Cruz proceeded to ask one of the witnesses, Mark Goldfeder, director of the National Jewish Advocacy Center, ‘Has the Biden administration cut off the funding of any of the colleges that have allowed this hate? Have they indicted anyone for funding these violent protests? Have they indicted the people paying for the matching tents, or have they sat there silently and have the universities, sat there silently while their students are terrified to go to class?’ 

Goldfeder responded, ‘They have not indicted anyone.’ 

‘Has any university had their funding cut off for allowing this sort of violent intimidation?’ Cruz asked. 

‘Not a single university,’ Goldfeder said. 

The senator earlier referenced how the Anti-Defamation League has illustrated how the number of antisemitic incidents in the United States more than doubled from 2022 to 2023. 

Cruz said that ‘college campuses in particular have become vile incubators of hatred of Jews,’ citing examples of how one Cornell University student made threats after Oct. 7, including statements such as ‘if I see a pig, male Jew, I will stab you and slit your throat. If I see another pig female Jew, I will drag you away and rape you and throw you off a cliff.’ 

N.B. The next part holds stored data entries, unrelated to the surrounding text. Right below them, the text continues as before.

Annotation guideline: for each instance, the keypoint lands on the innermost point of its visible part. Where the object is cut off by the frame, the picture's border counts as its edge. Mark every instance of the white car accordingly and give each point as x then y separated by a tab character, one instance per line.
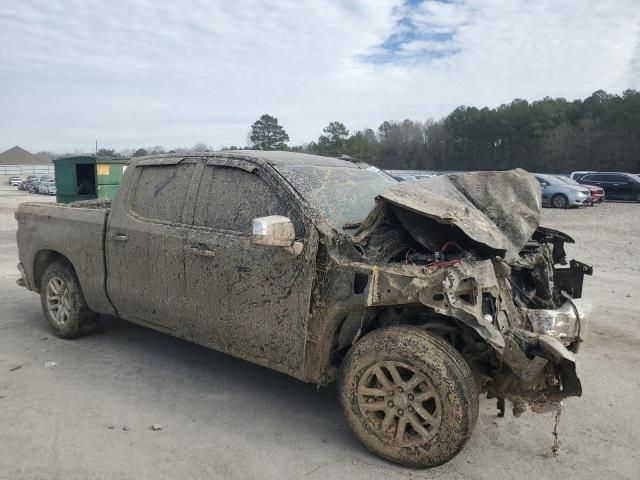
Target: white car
46	187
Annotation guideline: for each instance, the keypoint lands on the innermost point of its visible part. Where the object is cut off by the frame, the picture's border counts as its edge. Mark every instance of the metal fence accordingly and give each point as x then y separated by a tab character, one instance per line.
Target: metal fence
26	169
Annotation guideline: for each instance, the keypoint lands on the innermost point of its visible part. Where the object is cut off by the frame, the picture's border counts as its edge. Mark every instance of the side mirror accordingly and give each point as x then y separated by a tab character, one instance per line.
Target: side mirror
274	230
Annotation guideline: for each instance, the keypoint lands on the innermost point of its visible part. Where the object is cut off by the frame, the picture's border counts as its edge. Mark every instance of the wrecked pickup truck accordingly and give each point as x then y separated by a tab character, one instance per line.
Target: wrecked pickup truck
416	297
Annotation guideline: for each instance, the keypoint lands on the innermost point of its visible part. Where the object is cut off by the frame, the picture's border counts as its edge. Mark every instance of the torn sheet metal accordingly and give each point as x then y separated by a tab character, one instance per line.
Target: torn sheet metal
456	291
499	210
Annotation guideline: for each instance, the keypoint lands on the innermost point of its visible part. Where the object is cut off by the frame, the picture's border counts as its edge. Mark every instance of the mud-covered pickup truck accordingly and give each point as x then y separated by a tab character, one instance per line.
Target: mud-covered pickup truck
416	297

The Republican senator displayed a flier circulated by a student organization at California State University, Long Beach, calling for a ‘Day of Resistance’ celebrating Oct. 7, noting how the flier included an image of a person parachuting with a fan attached, ‘a direct reference to and a glorification of Hamas terrorists that used gliders to descend upon a music festival and murder 260 innocent people and take many more hostages.’ 

Cruz recalled that in the days after now-former Columbia University President Minouche Shafik was confronted about soaring antisemitism on campus before the House Education and the Workforce Committee in April, Rabbi Elie Buechler issued a warning to Jewish students that Columbia ‘cannot guarantee Jewish students’ safety in the face of extreme antisemitism and anarchy,’ and that he ‘would strongly recommend’ that Jewish students leave campus and go back to their homes.

Cruz said the rabbi ‘had every reason to be concerned,’ as at Columbia’s campus, individuals yelled, ‘We’re all Hamas! Long live Hamas!’ 

The senator continued to list examples of antisemitism on campuses across the U.S., including the granddaughter of a Holocaust survivor who was told to ‘go back to the gas chambers,’ and displayed a photo of a student at Columbia University holding a sign reading ‘al-Qassam’s next targets,’ in front of a group of students holding American and Israeli flags in counter-protest. 

‘Al-Qassam is the military arm of Hamas. According to social media, this particular student is a wealthy student from Georgia. She’s not Palestinian, but she has been taught lies and hatred, and she feels perfectly comfortable advocating the murder of her fellow students at Columbia,’ Cruz said.